Recently, in a paper issued by RBI, it said, it proposed opening up the payment space to NBFCs and other private entities.
Patel's reluctance to part ways with reserves of the central bank for transfering it to the government of India prompted Prime Minister Narendra Modi to compare him with a 'snake who sits over a hoard of money'.
Garg, who served as economic affairs secretary between June 21, 2017 and July 25, 2019, also served as the finance secretary to the government of India, dealt with the politics of deciding the minimum support price (MSP) to farmers, introducing electoral bonds, recapitalizing banks and monetizing six airports, among others.
However, the most contentious and talked about issue during his tenure was relationship between the Mint Street and North Block which houses the finance ministry.
According to the book, the prime minister had convened a meeting to review the state of the economy amid a difficult economic situation in September 2018.
During the meeting, a considerable strain between the government and the Reserve Bank of India was witnessed and Prime Minister Narendra Modi lost his cool on Patel and compared him to a "snake who sits over a hoard of money", as per the book.

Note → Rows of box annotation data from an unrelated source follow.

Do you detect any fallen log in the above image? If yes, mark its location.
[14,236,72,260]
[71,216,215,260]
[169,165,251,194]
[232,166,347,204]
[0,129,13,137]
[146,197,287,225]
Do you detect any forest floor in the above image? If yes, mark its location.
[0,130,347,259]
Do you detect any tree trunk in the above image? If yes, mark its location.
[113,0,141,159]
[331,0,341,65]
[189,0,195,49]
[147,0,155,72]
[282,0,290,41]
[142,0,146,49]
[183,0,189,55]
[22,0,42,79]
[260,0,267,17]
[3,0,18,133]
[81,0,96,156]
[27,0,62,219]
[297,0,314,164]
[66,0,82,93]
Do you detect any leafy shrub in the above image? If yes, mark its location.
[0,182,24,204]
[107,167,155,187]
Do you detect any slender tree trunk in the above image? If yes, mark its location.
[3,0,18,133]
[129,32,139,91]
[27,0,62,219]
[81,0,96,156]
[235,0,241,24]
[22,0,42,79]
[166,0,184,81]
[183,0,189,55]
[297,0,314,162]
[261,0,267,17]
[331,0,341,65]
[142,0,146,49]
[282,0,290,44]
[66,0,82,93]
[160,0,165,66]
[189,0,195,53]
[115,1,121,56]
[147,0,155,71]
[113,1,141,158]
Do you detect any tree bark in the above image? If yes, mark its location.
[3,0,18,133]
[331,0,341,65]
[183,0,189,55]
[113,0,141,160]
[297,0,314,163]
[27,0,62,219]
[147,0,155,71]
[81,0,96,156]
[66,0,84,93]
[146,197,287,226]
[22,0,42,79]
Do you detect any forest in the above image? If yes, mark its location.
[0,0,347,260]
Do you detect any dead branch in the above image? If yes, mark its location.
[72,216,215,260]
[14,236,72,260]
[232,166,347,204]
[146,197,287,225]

"I saw him in such an angry mood for the first time.
"He was scathing in his attack on RBI's stance on the resolution of non-performing assets (NPAs) and its intransigent, impractical and inflexible attitude to finding solutions.
"He criticised Governor Patel for proposing the withdrawal of the LTCG tax, which had since stabilized with hardly anyone objecting to it, and asking for fiscal deficits to be cut down further in the middle of the financial year," Garg said in his memoir.
He (Modi) compared Patel to the snake who sits over a hoard of money, for being unreceptive to putting RBI's accumulated reserves to any use, it said, adding, Prime Minister Modi had also been briefed about the reluctance of Governor Urjit Patel to convene a special meeting of the Central Board despite agreeing to do so in the last meeting of the board held on August 8, 2018.
The governor had agreed to convene this special meeting on 30 or 31 August subject to 'all directors attending it', the memoir published by Harper Collins said.
"RBI had also sought the convenience of the directors by writing letters the following week. However, Governor Patel had developed second thoughts and had not convened the meeting.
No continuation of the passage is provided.